A few months ago, I shared the exciting news that my house would be included in this year’s Grove City Historic Tour, sponsored by the Friends of the Library. The 2012 Historic Tour will include several private residences, the newly renovated Tower Presbyterian Church, the Grove City Area Historical Society, and the lovely Terra Nova House Bed and Breakfast.
The tour will take place on Sunday, September 23, 2012 from 2:00 to 5:00 P.M., so mark your calendars!
In advance of the tour, I was asked to provide a write-up about my house for the tour booklet. It’s due on June 1—eek! The Tour Chairperson provided me with some samples of write-ups from previous years, which provided detailed descriptions of the various features of the houses on the tour. I began with these as my models, but somehow mine drifted into more philosophical territory! Here it is, I would love your feedback:
To be happy at home is the ultimate result of all ambition, the end to which every enterprise and labor tends, and of which every desire prompts the prosecution.
—Samuel Johnson, The Rambler
This photo was taken just before I moved into the house—I remember seeing that front door as an entrance into a new era, full of exciting challenges. But while I was opening a door to a new life, I was also returning to family and to the familiar—purchasing this house meant moving back east after spending four years living on the West Coast, far away from those who mean the most to me. So while it was a new adventure, it was also, in many ways, a homecoming.
I believe our homes should offer us the prospect of homecoming every day. Our homes should be our shelter from the world, our space apart from the toils and troubles of life—a soft place to land, both literally and figuratively.
My goal is to create a home that is beautiful, but also comfortable—these are the values that are most important to me, and I don’t believe they are mutually exclusive values. I don’t want my home to feel “done” or “decorated,” nor do I want anything so precious that I become enslaved to preserving it and trying to keep it pristine. I remember a remark my mother once made after a particularly festive dinner party that everyone, including the hostess, thoroughly enjoyed. She was fearlessly loading the dishwasher with delicate bone china, and when I questioned what she was doing, she said, “Remember that these are just things. We should use them and enjoy them, but they should serve us—we shouldn’t serve them.”
I want a home where using beautiful things every day (without being afraid to use them!) is part of the natural order. I want a home where everyone—family and friends, adults and children, and, of course, my dog—can feel at home, and even more than that, feel free to be who they are.
My approach to designing my home has been to mix the traditional and the modern, the old with the new.

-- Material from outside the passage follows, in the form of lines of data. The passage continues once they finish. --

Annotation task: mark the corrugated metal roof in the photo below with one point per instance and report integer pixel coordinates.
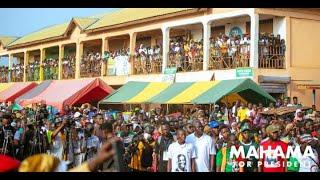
(45, 33)
(85, 22)
(114, 18)
(5, 40)
(132, 14)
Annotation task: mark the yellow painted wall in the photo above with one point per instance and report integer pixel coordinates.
(305, 42)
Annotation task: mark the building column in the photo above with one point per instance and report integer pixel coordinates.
(10, 66)
(103, 62)
(42, 59)
(165, 47)
(61, 55)
(254, 39)
(133, 39)
(25, 63)
(206, 44)
(79, 52)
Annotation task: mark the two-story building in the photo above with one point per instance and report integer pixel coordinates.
(277, 48)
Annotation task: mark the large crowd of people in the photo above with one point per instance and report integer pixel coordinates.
(50, 68)
(148, 59)
(198, 139)
(4, 72)
(68, 67)
(91, 65)
(186, 54)
(33, 70)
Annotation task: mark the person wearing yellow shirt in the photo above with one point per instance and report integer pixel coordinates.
(242, 112)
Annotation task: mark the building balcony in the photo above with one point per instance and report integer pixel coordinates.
(147, 65)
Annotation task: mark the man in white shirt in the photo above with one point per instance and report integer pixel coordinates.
(181, 155)
(204, 148)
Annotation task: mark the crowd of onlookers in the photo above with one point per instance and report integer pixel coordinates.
(148, 59)
(198, 139)
(186, 54)
(91, 65)
(50, 68)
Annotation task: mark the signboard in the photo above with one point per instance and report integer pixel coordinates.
(169, 74)
(111, 67)
(122, 65)
(244, 72)
(235, 31)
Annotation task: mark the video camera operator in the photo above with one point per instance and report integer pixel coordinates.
(6, 135)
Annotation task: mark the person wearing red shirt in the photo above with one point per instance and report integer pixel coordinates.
(269, 163)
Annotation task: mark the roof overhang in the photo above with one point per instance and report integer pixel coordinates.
(148, 19)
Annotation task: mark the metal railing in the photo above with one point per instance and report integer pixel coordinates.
(185, 63)
(68, 68)
(90, 68)
(229, 57)
(4, 74)
(50, 69)
(144, 65)
(272, 56)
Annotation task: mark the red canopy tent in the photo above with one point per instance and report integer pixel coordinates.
(59, 93)
(16, 90)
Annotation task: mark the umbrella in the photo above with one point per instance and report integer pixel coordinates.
(16, 107)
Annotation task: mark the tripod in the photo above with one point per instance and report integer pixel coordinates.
(7, 140)
(38, 142)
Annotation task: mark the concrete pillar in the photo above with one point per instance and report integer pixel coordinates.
(133, 39)
(165, 47)
(10, 57)
(254, 39)
(103, 65)
(61, 55)
(42, 60)
(153, 41)
(206, 45)
(79, 52)
(25, 63)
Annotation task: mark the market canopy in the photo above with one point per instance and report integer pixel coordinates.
(207, 92)
(59, 93)
(10, 91)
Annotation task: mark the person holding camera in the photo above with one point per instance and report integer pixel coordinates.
(92, 142)
(6, 135)
(58, 138)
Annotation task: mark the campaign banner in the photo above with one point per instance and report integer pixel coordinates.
(122, 65)
(169, 74)
(111, 67)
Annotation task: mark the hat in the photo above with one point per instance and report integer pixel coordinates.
(40, 163)
(77, 114)
(306, 138)
(272, 128)
(8, 164)
(244, 127)
(13, 124)
(213, 124)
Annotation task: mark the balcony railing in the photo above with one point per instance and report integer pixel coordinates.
(144, 65)
(4, 74)
(90, 68)
(229, 57)
(17, 73)
(272, 56)
(185, 63)
(33, 71)
(68, 68)
(50, 69)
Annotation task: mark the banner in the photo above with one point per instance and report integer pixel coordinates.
(111, 67)
(244, 72)
(122, 65)
(169, 74)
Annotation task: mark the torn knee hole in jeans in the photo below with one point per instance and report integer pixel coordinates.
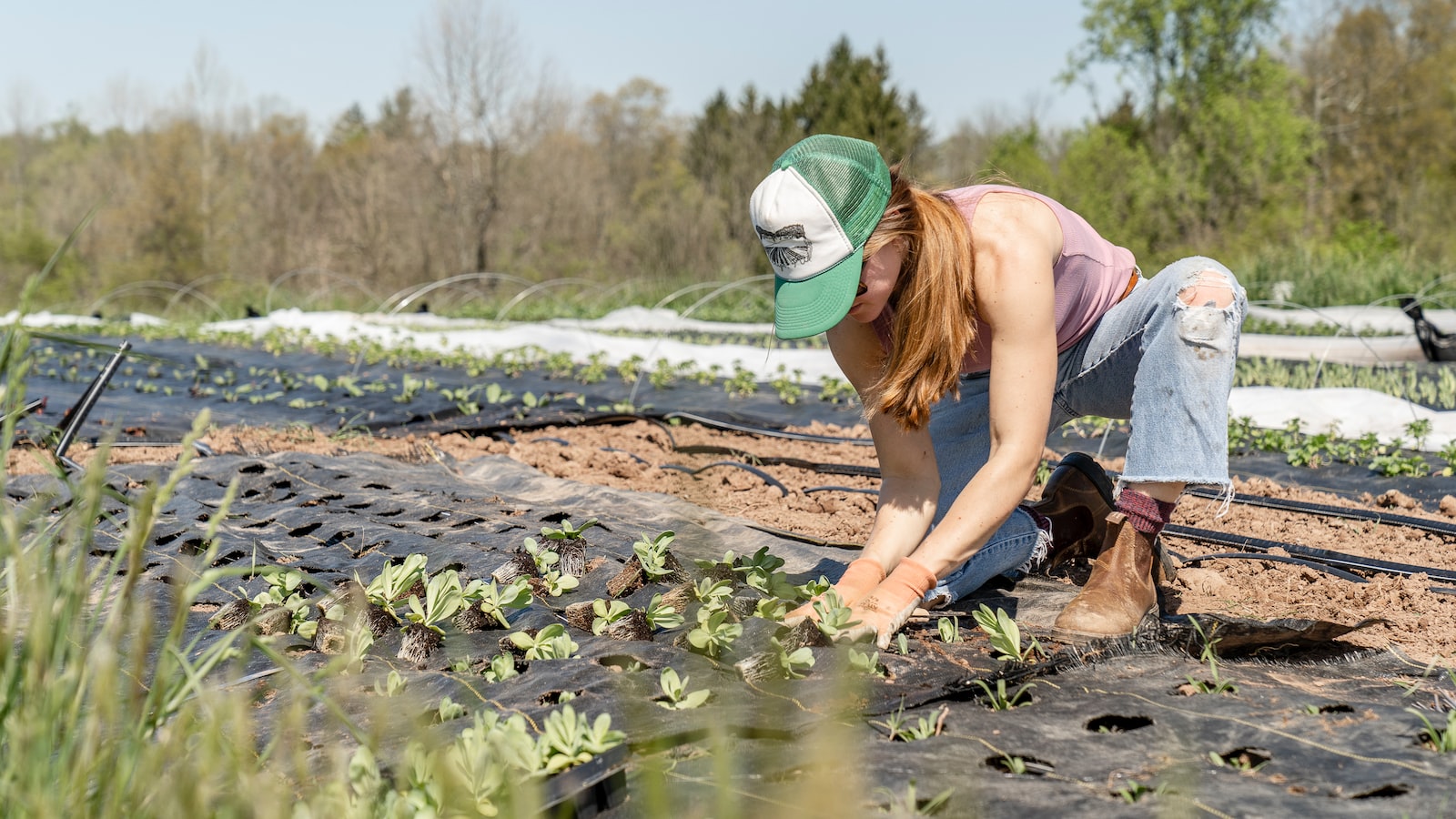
(1205, 319)
(1212, 288)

I have found this approach, at least in my experience, to be the most pragmatic and personal. I like how more traditional and formal pieces (like my grandfather’s oil paintings or my grandmother’s dining table) can coexist, to beautiful effect, with a glossy white parsons table, for example, or an abstract print. I love gloss andpatina—to my eye, mixing contrasting elements helps create both a pleasing balance and tension in interior spaces. I find these types of juxtapositions more rich and interesting. Without this mix, you risk looking either stuffy and dated on the one side, or too cold and clinical on the other (when I see über modern interiors in magazines, I ask myself, Does anyone actually live here?).
I think our homes should have a sense of history, but should also nurture our aspirations and hopes for the future—they should tell of the places we’ve been and the places we’d like to go. Recently, I stumbled across a quote by popular interior designer Nate Berkus that really resonated with me:
Your home should tell the story of who you are, and be a collection of what you love brought together under one roof.
While I feel as though I’m still writing the story of who I am, I am slowly, patiently bringing together what I love under my roof. It’s a gradual process, but that’s okay: I think a house should evolve just like a person evolves. And I am enjoying the process so far: I get great satisfaction at seeing how I am beginning to impose my personal stamp on the house (it now feels much more “me†than it did at move-in four years ago). As I make improvements, the house becomes more and more a reflection of the things I love, the things that buoy my spirit. I look forward to the challenges still ahead, and to discovering how my house and I will grow up together. But the truth is that I have grown so much already. By living here, I feel as if I’ve expanded my reach—having a home has given me the great gift of being able to invite the people I love into my life. When they set foot across my threshold, my hope is they will never want to leave.
This is stunningly beautiful. I am literally speechless (a difficult feat, I might add). I love it. Don’t change a word.
Rachel, you know I hold your opinion in very high regard, so this means a lot to me. Thank you so much! xo
I think this is a beautiful write up and a heartfelt piece. I know that this gal could definitely come over and stay for awhile in your comfortable and beautiful home. I second Rachel–don’t change a word!